As a book lover, it is rare for me to think that a movie is going to be as good as the book, but that doesn’t mean that the movie isn’t worth watching!
Vampire Academy is based off the first book in Richelle Mead’s Vampire Academy series, which follows Rose, a human-vampire dhampir, who is sworn to protect her Moroi (mortal vampire) best friend Lissa from all threats, including the Strigoi (immortal, evil vampires). Rose and Lissa have been on the run for two years before they are dragged back to the Vampire Academy (or St Vlad’s as it is really called), where all sorts of unusual and disturbing events begin to take place.

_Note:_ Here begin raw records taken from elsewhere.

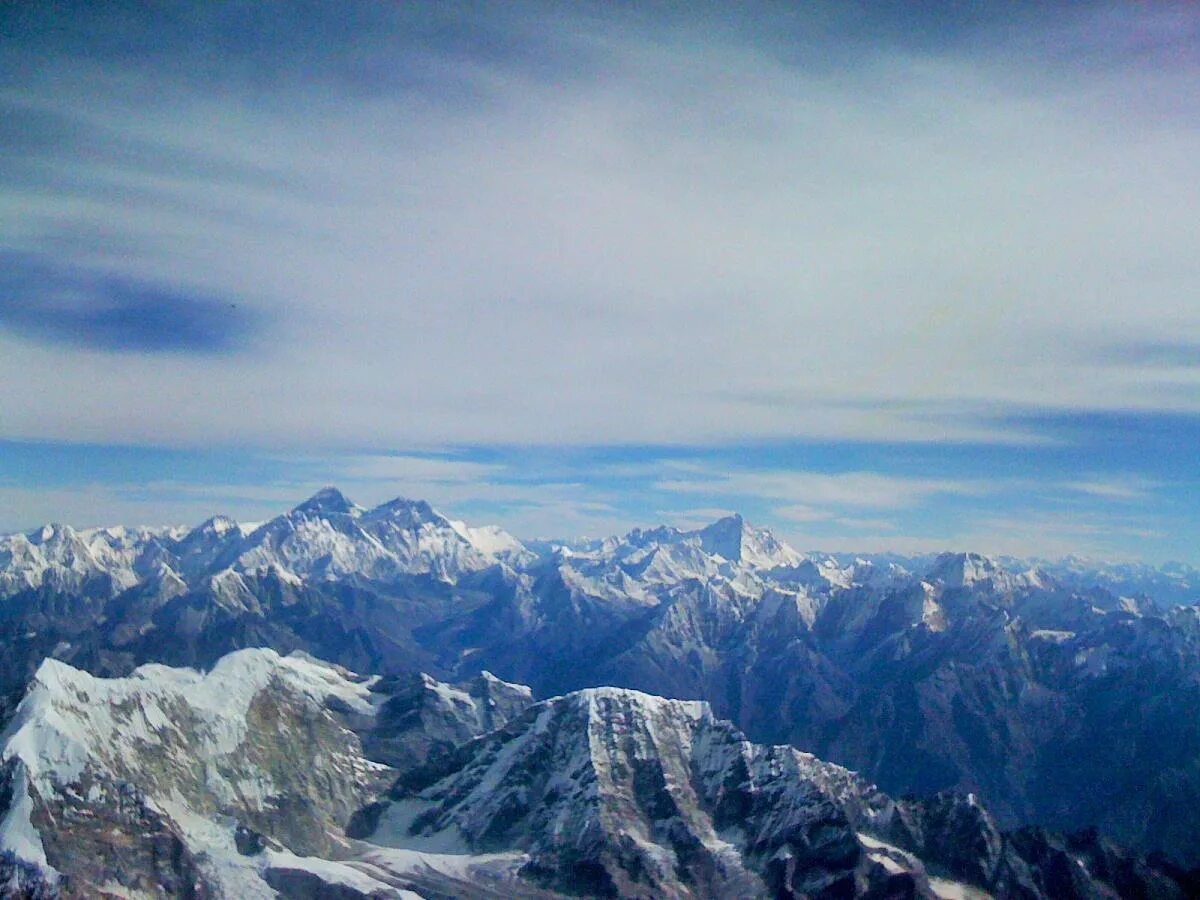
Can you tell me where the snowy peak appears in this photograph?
[370,688,932,896]
[365,497,451,528]
[292,485,362,516]
[0,649,389,896]
[696,514,802,569]
[926,553,1037,592]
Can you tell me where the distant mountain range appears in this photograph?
[0,488,1200,896]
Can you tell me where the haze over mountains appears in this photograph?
[0,488,1200,896]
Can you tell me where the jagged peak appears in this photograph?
[365,497,451,528]
[25,522,76,545]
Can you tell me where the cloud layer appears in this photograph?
[0,5,1200,449]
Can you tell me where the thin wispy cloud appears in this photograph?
[0,6,1200,449]
[0,2,1200,564]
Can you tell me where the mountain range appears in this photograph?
[0,488,1200,896]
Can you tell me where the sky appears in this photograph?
[0,0,1200,563]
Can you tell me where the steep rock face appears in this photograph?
[0,650,1196,900]
[7,490,1200,863]
[364,672,533,769]
[371,689,923,896]
[0,650,390,896]
[369,688,1192,900]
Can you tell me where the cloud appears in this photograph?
[1060,476,1160,500]
[0,4,1200,451]
[655,466,988,511]
[0,254,266,354]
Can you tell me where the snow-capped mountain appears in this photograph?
[0,649,1192,899]
[0,490,1200,878]
[0,487,530,596]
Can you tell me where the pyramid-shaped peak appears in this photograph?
[294,486,359,515]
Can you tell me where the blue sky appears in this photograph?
[0,2,1200,562]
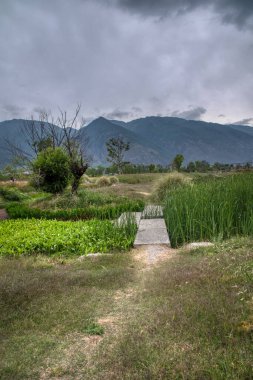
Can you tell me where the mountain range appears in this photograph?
[0,116,253,167]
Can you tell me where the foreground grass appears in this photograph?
[0,238,253,380]
[0,254,134,380]
[0,219,137,256]
[93,239,253,380]
[164,173,253,247]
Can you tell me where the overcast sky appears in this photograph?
[0,0,253,125]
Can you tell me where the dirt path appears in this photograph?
[40,245,177,380]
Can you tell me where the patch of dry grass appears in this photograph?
[93,239,253,380]
[0,254,134,380]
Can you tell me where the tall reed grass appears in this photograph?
[164,173,253,247]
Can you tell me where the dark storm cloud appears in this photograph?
[114,0,253,27]
[103,106,142,120]
[2,104,24,119]
[171,107,207,120]
[233,117,253,126]
[0,0,253,123]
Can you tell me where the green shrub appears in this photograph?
[0,187,25,202]
[6,200,144,220]
[96,176,111,187]
[152,172,191,202]
[110,176,119,185]
[33,148,70,194]
[164,173,253,246]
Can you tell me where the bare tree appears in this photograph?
[106,137,130,174]
[6,104,88,192]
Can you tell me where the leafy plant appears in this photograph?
[0,219,137,255]
[6,200,144,220]
[164,173,253,246]
[32,147,70,193]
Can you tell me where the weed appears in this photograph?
[84,322,105,335]
[164,173,253,247]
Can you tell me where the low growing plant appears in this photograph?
[0,219,137,256]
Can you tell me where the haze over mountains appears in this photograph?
[0,116,253,167]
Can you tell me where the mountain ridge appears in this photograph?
[0,116,253,167]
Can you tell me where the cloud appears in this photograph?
[233,117,253,126]
[0,0,253,121]
[112,0,253,27]
[171,107,207,120]
[103,106,142,120]
[1,104,24,118]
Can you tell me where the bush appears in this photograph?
[6,201,144,220]
[110,176,119,185]
[152,172,191,201]
[0,187,25,202]
[0,219,137,256]
[33,148,70,194]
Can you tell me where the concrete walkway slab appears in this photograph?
[134,219,170,247]
[117,212,142,227]
[142,205,163,219]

At first Vampire Academy the movie bares little resemblance to the book, which sucks you in (excuse the pun) from the first line. By contrast, the movie takes a while to warm up to – the beginning is stilted, and too much is explained without being shown. This is probably because the world of the film is so complex that if they didn’t exposition dump anyone who hadn’t read the books wouldn’t understand it, but makes the first 15-20 minutes of the film drag a bit.

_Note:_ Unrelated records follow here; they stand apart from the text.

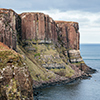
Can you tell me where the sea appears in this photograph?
[35,44,100,100]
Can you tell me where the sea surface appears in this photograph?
[35,44,100,100]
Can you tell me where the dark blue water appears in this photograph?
[35,44,100,100]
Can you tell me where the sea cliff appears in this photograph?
[0,8,95,100]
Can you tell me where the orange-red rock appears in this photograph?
[20,13,57,41]
[55,21,80,50]
[0,9,18,49]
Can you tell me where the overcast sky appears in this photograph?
[0,0,100,43]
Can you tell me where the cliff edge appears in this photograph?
[0,9,95,100]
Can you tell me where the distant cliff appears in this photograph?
[0,9,95,100]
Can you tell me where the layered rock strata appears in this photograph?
[0,42,33,100]
[0,9,95,100]
[20,13,57,43]
[0,8,19,50]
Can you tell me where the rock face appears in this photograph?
[20,13,57,42]
[55,21,83,63]
[0,42,33,100]
[0,9,18,49]
[0,9,95,100]
[55,21,80,50]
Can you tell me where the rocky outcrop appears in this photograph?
[0,9,95,100]
[55,21,80,50]
[0,42,33,100]
[0,9,19,50]
[56,21,83,63]
[20,13,57,43]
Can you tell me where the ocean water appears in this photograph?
[35,44,100,100]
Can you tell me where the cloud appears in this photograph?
[0,0,100,43]
[0,0,100,12]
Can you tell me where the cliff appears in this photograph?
[0,9,95,100]
[0,42,33,100]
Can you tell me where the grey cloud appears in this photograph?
[0,0,100,12]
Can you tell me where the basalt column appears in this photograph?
[20,13,57,43]
[0,9,19,49]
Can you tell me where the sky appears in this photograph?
[0,0,100,43]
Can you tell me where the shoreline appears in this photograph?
[33,69,97,97]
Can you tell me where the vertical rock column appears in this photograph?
[0,9,18,49]
[55,21,83,63]
[20,13,57,43]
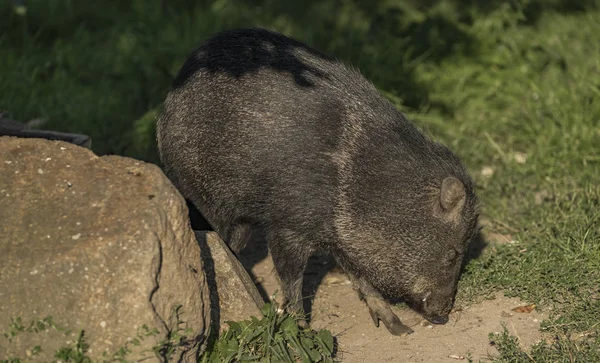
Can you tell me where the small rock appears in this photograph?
[481,166,494,178]
[512,151,527,164]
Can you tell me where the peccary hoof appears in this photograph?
[369,309,414,336]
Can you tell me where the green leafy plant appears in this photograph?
[200,303,335,363]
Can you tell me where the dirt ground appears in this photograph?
[240,243,544,363]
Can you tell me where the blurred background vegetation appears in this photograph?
[0,0,600,362]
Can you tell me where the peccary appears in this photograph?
[157,28,478,335]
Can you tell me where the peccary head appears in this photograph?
[406,177,477,324]
[338,134,478,324]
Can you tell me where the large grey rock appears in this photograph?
[0,137,210,361]
[195,231,264,330]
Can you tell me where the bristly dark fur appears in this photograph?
[157,29,478,334]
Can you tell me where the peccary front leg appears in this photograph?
[350,275,413,336]
[267,231,312,328]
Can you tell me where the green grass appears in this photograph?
[0,0,600,362]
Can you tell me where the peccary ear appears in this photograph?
[440,176,467,220]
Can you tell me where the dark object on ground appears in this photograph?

However, once the movie really gets into the thick of things, Vampire Academy actually becomes quite a fun watch (especially if you’ve read the books and enjoy seeing characters brought to life on screen). The fight scenes are well choreographed, and exciting (if a little cheesy), and the atmosphere of tension might be a little lighter than in the novel, but it serves the running banter between characters in the movie well. Once the actors warm up, Zoey Deutch makes a great Rose – sassy, snarky, and confident. She plays the part well and really steals the show from the other actors.
Lissa and Rose’s friendship is strong throughout the film, and their individual romances are definitely secondary plotlines. However, if you are a fan of the books, chances are you are interested in how the Dimitri/Rose relationship is portrayed. Movie Dimitri is probably a little less crushable than book Dimitri, mostly because the age difference between Rose and him looks a wider than it is in the books, and it makes their romance more awkward than anything.
Regardless of the movie’s flaws, Vampire Academy is an entertaining watch, and fans of the books will probably enjoy seeing it. But the question remains: will Frost Bite (the series’ second book) be made into a movie too? The ending of the first film implies that there will, but given the amount of young adult book adaptions that haven’t made it to a second film, I wouldn’t go expecting one. Only time, and box office numbers will tell!
Vampire Academy, directed by Mark Waters, is in cinemas March 6th. M Violence & sexual references.